Abstract 18: Doubled lifespan in APCMin/+mice by targeting MTAP

Humans with Familial Adenomatous Polyposis (FAP) have increased risk of colon cancer. Mice with the APC Min/+ mutation provide an animal model of FAP. Interruption of epigenetic control by preventing salvage of S-adenosylmethionine from 5′-methylthioadenosine (MTA) was tested as a potential FAP therapy. 5′-Methylthioadenosine phosphorylase (MTAP) catalyzes the phosphorolysis of MTA to adenine and methylthioribose-1-phosphate for methionine recycling. The effect of MTDIA, a transition state analogue of MTAP, was tested as an oral agent in APC Min/+ mice.

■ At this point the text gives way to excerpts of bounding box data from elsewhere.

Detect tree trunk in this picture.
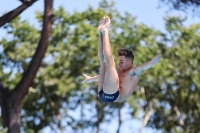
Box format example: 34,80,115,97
0,0,54,133
0,0,37,27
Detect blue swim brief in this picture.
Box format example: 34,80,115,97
98,89,119,103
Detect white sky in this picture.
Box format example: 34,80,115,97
0,0,200,133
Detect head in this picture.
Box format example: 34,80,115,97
117,49,134,71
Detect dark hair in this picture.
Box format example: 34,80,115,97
117,49,134,60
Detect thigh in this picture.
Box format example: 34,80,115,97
103,63,119,94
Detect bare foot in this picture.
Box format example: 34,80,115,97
97,16,110,32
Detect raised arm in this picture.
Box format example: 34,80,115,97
130,55,160,76
83,74,99,83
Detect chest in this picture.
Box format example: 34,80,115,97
119,72,133,83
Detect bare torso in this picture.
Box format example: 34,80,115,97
116,68,139,102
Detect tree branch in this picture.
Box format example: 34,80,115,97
190,0,200,5
12,0,54,104
0,0,37,27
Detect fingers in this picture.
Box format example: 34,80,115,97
153,55,160,64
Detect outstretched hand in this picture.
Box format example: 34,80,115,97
82,74,90,83
150,55,160,65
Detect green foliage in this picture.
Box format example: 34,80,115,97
0,1,200,133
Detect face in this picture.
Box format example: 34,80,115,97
118,56,132,71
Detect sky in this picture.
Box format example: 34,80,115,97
0,0,200,133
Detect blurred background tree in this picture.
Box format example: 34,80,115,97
159,0,200,17
0,1,200,133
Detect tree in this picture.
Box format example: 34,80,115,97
0,1,200,133
0,0,37,27
138,17,200,133
0,0,53,133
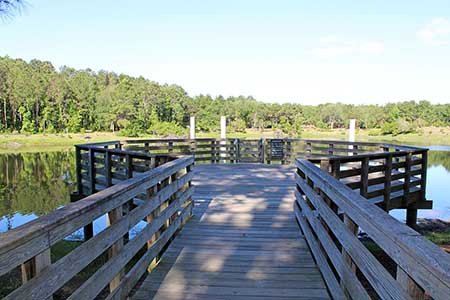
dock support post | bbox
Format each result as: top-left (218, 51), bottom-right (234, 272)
top-left (220, 116), bottom-right (227, 163)
top-left (189, 116), bottom-right (195, 140)
top-left (348, 119), bottom-right (356, 156)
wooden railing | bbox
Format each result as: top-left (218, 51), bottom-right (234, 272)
top-left (0, 156), bottom-right (194, 299)
top-left (76, 138), bottom-right (432, 227)
top-left (294, 161), bottom-right (450, 300)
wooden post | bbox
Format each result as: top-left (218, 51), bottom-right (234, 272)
top-left (284, 139), bottom-right (295, 164)
top-left (397, 266), bottom-right (425, 300)
top-left (189, 116), bottom-right (195, 140)
top-left (360, 157), bottom-right (369, 198)
top-left (348, 119), bottom-right (356, 156)
top-left (384, 154), bottom-right (392, 212)
top-left (258, 138), bottom-right (264, 164)
top-left (234, 139), bottom-right (241, 163)
top-left (220, 116), bottom-right (227, 163)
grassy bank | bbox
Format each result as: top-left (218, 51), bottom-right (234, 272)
top-left (0, 127), bottom-right (450, 152)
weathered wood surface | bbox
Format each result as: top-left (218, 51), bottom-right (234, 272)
top-left (294, 160), bottom-right (450, 300)
top-left (0, 157), bottom-right (194, 299)
top-left (133, 164), bottom-right (329, 300)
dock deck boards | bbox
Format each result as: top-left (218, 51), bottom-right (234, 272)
top-left (133, 164), bottom-right (329, 300)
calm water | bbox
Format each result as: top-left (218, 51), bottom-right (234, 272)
top-left (0, 146), bottom-right (450, 232)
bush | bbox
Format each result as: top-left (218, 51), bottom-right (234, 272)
top-left (118, 123), bottom-right (142, 137)
top-left (381, 118), bottom-right (417, 135)
top-left (369, 128), bottom-right (381, 136)
top-left (147, 122), bottom-right (187, 136)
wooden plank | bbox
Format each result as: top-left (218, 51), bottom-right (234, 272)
top-left (135, 164), bottom-right (329, 300)
top-left (296, 160), bottom-right (450, 299)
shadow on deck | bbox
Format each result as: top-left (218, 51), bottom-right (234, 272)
top-left (132, 164), bottom-right (329, 300)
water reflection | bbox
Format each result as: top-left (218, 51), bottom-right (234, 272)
top-left (0, 151), bottom-right (450, 232)
top-left (0, 151), bottom-right (75, 231)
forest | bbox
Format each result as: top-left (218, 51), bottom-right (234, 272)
top-left (0, 56), bottom-right (450, 136)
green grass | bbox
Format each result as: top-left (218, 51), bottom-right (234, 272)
top-left (0, 127), bottom-right (450, 153)
top-left (424, 232), bottom-right (450, 245)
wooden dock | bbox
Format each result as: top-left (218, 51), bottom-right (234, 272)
top-left (0, 139), bottom-right (450, 300)
top-left (132, 164), bottom-right (330, 300)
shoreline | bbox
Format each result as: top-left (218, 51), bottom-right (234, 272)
top-left (0, 127), bottom-right (450, 153)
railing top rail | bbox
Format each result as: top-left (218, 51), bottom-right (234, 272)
top-left (0, 156), bottom-right (194, 275)
top-left (295, 159), bottom-right (450, 295)
top-left (75, 145), bottom-right (183, 159)
top-left (75, 141), bottom-right (120, 148)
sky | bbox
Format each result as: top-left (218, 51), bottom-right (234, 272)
top-left (0, 0), bottom-right (450, 104)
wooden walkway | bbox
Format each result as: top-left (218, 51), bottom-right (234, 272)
top-left (133, 164), bottom-right (329, 300)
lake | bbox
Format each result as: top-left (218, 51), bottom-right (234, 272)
top-left (0, 146), bottom-right (450, 232)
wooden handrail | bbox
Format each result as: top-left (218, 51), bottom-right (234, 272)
top-left (77, 138), bottom-right (432, 226)
top-left (0, 156), bottom-right (194, 299)
top-left (294, 159), bottom-right (450, 300)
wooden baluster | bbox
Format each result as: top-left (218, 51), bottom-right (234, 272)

Survival analysis with 10, 20 and 30 mg/kg/day oral doses of MTDIA showed a 2-fold increase in mouse lifespan at the optimal 20 mg/kg/day dose. Metabolomic analysis (mouse liver) showed significant changes in metabolites relevant to methionine metabolism. The >4-fold increase in MTA, confirmed the physiologic target. Histologic analysis of intestinal tissue revealed slowed tumor progression in treated mice. RNAseq and Western blots provide additional information about the consequences of MTAP inhibition. Citation Format: Ross S. Firestone, Mu Feng, Vern L. Schramm. Doubled lifespan in APC Min/+ mice by targeting MTAP [abstract]. In: Proceedings of the American Association for Cancer Research Annual Meeting 2019; 2019 Mar 29-Apr 3; Atlanta, GA. Philadelphia (PA): AACR; Cancer Res 2019;79(13 Suppl):Abstract nr 18.